For estimating the magnitude of SVZ expansion, the dorsolateral tail was outlined (as illustrated in Fig. 2A) bilaterally in normal P14, P21, and P28 animals; in age-matched animals that were exposed to 90 min of 8% O2 on P7; and in corresponding HI animals. At all three ages, bilateral SVZ areas were equal in the normal and hypoxia groups, and at each age, areas were the same in the normals, hypoxia group, and the left SVZ of lesioned animals. At all three ages, the right SVZ areas of HI animals were increased (mean increase 40–66%) compared with the contralateral SVZ or both control groups (Fig. 2, ANOVA, post hoc t tests: at P14, p < 0.01; at P21 and P28, p < 0.05).

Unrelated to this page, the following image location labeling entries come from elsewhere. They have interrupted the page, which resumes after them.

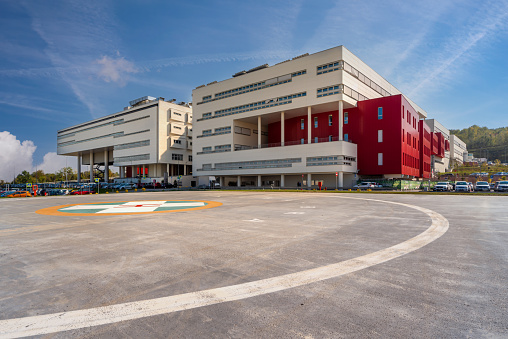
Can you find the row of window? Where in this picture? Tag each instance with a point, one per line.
(342, 65)
(253, 106)
(132, 158)
(253, 87)
(132, 145)
(218, 131)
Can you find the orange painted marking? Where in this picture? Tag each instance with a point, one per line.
(55, 209)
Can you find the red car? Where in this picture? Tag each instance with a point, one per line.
(82, 192)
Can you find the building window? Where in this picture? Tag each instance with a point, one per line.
(176, 156)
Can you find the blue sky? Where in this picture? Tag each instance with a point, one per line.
(66, 62)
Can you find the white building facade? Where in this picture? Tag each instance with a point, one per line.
(149, 140)
(232, 118)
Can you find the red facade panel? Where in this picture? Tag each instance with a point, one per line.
(425, 142)
(447, 145)
(434, 147)
(395, 134)
(440, 145)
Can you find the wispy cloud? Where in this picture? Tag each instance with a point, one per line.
(76, 35)
(459, 48)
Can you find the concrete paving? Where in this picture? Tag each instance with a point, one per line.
(456, 286)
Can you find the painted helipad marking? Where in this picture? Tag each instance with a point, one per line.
(57, 322)
(128, 207)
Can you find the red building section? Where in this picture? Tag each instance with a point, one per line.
(438, 145)
(386, 131)
(425, 142)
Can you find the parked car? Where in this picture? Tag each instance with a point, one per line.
(365, 185)
(502, 186)
(462, 186)
(443, 186)
(19, 194)
(6, 193)
(81, 192)
(482, 186)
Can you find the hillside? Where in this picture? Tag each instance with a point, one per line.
(484, 142)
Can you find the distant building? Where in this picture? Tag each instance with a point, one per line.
(149, 140)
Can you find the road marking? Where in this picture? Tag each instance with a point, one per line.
(65, 321)
(127, 207)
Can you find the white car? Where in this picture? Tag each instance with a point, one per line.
(482, 186)
(365, 185)
(443, 186)
(462, 186)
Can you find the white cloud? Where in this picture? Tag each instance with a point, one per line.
(115, 70)
(15, 156)
(53, 162)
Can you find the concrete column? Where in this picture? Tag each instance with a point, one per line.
(91, 166)
(309, 125)
(282, 125)
(259, 131)
(341, 120)
(79, 168)
(106, 166)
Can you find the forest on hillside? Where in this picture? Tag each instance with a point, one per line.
(484, 142)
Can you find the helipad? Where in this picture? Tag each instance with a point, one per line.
(129, 207)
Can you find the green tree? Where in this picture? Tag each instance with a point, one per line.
(23, 178)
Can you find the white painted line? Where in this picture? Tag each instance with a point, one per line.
(56, 322)
(86, 207)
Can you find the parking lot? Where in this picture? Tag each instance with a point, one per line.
(235, 264)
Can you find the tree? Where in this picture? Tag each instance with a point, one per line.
(23, 178)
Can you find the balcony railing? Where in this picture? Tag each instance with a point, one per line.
(289, 143)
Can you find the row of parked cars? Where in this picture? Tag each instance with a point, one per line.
(465, 186)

BrdU labeling studies were performed to assess HI-induced SVZ cell proliferation. BrdU-labeled cells were detected by immunohistochemistry in all animals evaluated. Figure 3 shows typical distributions of BrdU at P21, 1 we after the final BrdU injection. BrdU immunostaining was always concentrated in the SVZ and was also evident in more scattered cells of the adjacent overlying corpus callosum and in the striatum (Fig. 3A and B). Figure 3C and D illustrates the similar distribution of BrdU-labeled cells in an animal that was exposed to 8% O2 (90 min on P7). In a lesioned animal (Fig. 3E–H), BrdU-labeled cells are concentrated in the right SVZ (Fig. 3F and G) and are also clustered in the adjacent lesioned striatum (Fig. 3F, *; higher magnification in H).

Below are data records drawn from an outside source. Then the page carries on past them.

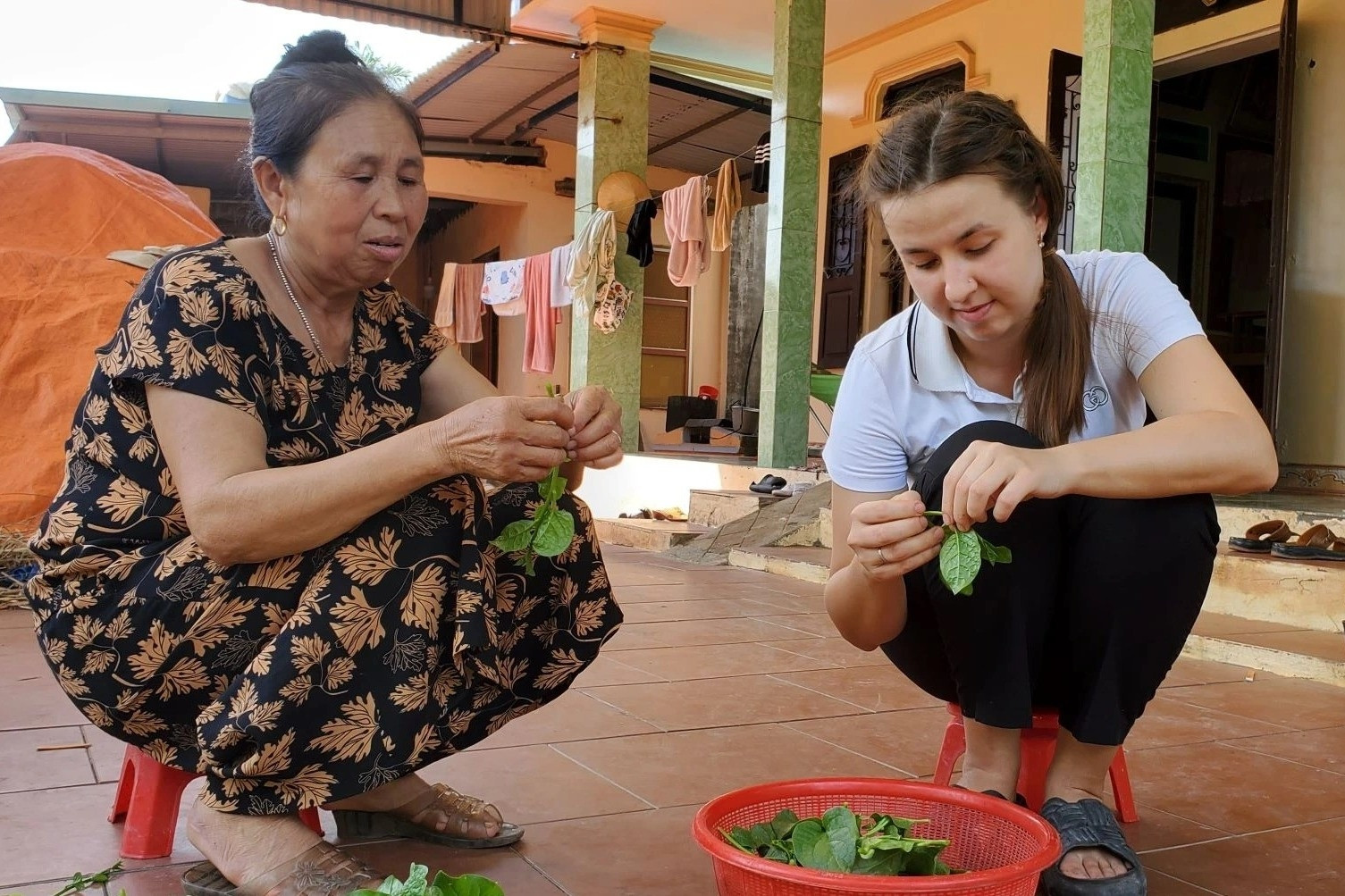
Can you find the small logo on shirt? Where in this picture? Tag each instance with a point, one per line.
(1095, 398)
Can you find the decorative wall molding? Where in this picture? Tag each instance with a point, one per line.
(913, 68)
(1316, 479)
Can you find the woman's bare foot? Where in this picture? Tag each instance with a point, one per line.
(409, 798)
(242, 848)
(1089, 863)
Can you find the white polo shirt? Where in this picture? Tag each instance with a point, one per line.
(888, 423)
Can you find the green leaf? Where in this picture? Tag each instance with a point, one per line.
(740, 837)
(416, 882)
(553, 487)
(902, 825)
(881, 863)
(844, 833)
(783, 824)
(811, 847)
(516, 537)
(993, 553)
(959, 560)
(473, 885)
(554, 533)
(924, 858)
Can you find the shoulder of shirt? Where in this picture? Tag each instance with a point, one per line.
(889, 337)
(1100, 272)
(1100, 263)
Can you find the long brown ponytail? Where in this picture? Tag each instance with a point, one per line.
(974, 132)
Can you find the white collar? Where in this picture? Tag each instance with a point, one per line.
(937, 364)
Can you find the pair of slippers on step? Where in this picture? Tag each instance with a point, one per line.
(779, 487)
(1275, 537)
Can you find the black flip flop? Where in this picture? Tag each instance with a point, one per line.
(1262, 537)
(769, 484)
(1083, 825)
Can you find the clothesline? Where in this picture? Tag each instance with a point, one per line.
(658, 198)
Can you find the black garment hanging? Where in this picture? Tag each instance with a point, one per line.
(761, 164)
(639, 242)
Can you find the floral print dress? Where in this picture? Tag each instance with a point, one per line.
(312, 677)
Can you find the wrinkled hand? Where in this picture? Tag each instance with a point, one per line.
(996, 478)
(596, 432)
(506, 438)
(891, 537)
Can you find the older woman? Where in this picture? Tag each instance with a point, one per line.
(271, 560)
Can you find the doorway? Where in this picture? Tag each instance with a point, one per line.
(1212, 206)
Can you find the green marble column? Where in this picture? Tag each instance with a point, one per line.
(614, 128)
(791, 231)
(1113, 188)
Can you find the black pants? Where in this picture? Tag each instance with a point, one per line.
(1089, 618)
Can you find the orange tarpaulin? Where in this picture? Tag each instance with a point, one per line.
(62, 210)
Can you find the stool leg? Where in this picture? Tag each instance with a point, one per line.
(1038, 747)
(954, 746)
(152, 814)
(1121, 789)
(125, 786)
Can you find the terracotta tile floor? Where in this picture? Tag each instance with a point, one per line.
(722, 678)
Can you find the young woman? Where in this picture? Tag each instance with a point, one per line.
(1013, 398)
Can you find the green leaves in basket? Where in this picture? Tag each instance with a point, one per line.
(417, 884)
(962, 555)
(842, 842)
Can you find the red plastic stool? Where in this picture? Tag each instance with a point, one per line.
(1038, 746)
(148, 797)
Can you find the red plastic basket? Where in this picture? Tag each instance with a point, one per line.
(1001, 847)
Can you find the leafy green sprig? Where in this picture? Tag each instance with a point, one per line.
(418, 884)
(962, 555)
(844, 842)
(548, 531)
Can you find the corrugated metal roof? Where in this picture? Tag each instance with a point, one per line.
(526, 92)
(431, 16)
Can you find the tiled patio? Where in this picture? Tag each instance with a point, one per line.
(725, 677)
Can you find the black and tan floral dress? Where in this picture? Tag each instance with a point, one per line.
(312, 677)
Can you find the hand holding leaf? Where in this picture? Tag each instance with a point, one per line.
(548, 532)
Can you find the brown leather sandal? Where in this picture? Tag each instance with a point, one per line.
(460, 813)
(1317, 542)
(320, 871)
(1260, 537)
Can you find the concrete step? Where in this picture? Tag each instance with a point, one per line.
(1299, 593)
(1270, 648)
(1254, 643)
(804, 564)
(1238, 515)
(647, 534)
(719, 507)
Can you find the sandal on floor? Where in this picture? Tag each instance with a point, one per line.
(320, 871)
(1083, 825)
(1262, 537)
(460, 810)
(767, 486)
(1318, 542)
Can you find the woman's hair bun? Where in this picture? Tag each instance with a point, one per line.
(319, 46)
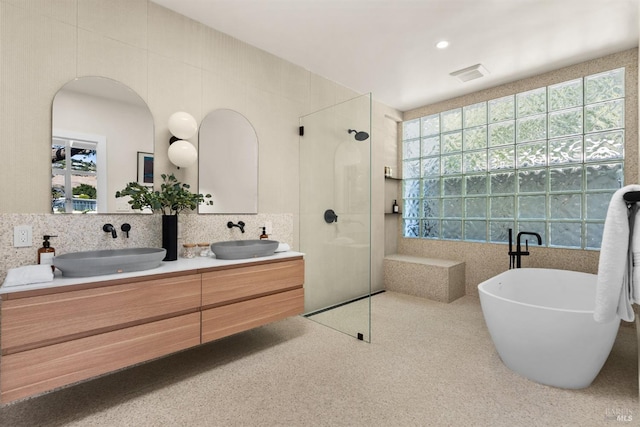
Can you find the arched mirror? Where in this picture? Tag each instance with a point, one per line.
(228, 163)
(101, 139)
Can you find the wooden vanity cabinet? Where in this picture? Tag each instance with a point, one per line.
(58, 336)
(236, 300)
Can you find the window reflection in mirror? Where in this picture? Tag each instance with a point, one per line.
(100, 129)
(228, 163)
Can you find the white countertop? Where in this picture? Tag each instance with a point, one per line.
(181, 264)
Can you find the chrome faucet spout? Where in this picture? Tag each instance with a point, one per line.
(108, 228)
(519, 253)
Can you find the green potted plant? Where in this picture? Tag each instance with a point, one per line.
(172, 198)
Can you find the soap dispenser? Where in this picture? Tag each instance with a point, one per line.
(46, 252)
(264, 234)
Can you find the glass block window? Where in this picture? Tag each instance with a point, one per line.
(546, 160)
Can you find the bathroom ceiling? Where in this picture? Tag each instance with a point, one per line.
(387, 47)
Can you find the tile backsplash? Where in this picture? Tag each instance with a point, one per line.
(84, 232)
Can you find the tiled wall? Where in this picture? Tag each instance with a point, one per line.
(484, 260)
(174, 64)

Unbiased stereologic analysis was used to estimate numbers of BrdU-labeled cells in SVZ and striatum in P21 animals from the three groups (Fig. 4). Figure 4A illustrates the areas that were outlined for SVZ and striatal cell counting. In the normal and hypoxia control groups, measurements were equivalent bilaterally, and values from the left and right sides therefore were pooled for analysis; in the HI animals, values from the left and right sides were analyzed independently. In P21 normals and hypoxia-exposed animals, BrdU-labeled cell numbers in the SVZ and striatum were similar; cell counts in the left SVZ and striatum of lesioned animals did not differ from either control group (Fig. 4B and C). In the right SVZ, mean BrdU-positive cell counts were 80% higher than in the normals (mean counts 66,080 versus 36,680; ANOVA, p < 0.02; post hoc t test, p < 0.01). In the lesioned right striatum, BrdU labeling increased similarly (ANOVA, p = 0.006; post hoc t test comparing values in HI right striatum and normal, p < 0.01).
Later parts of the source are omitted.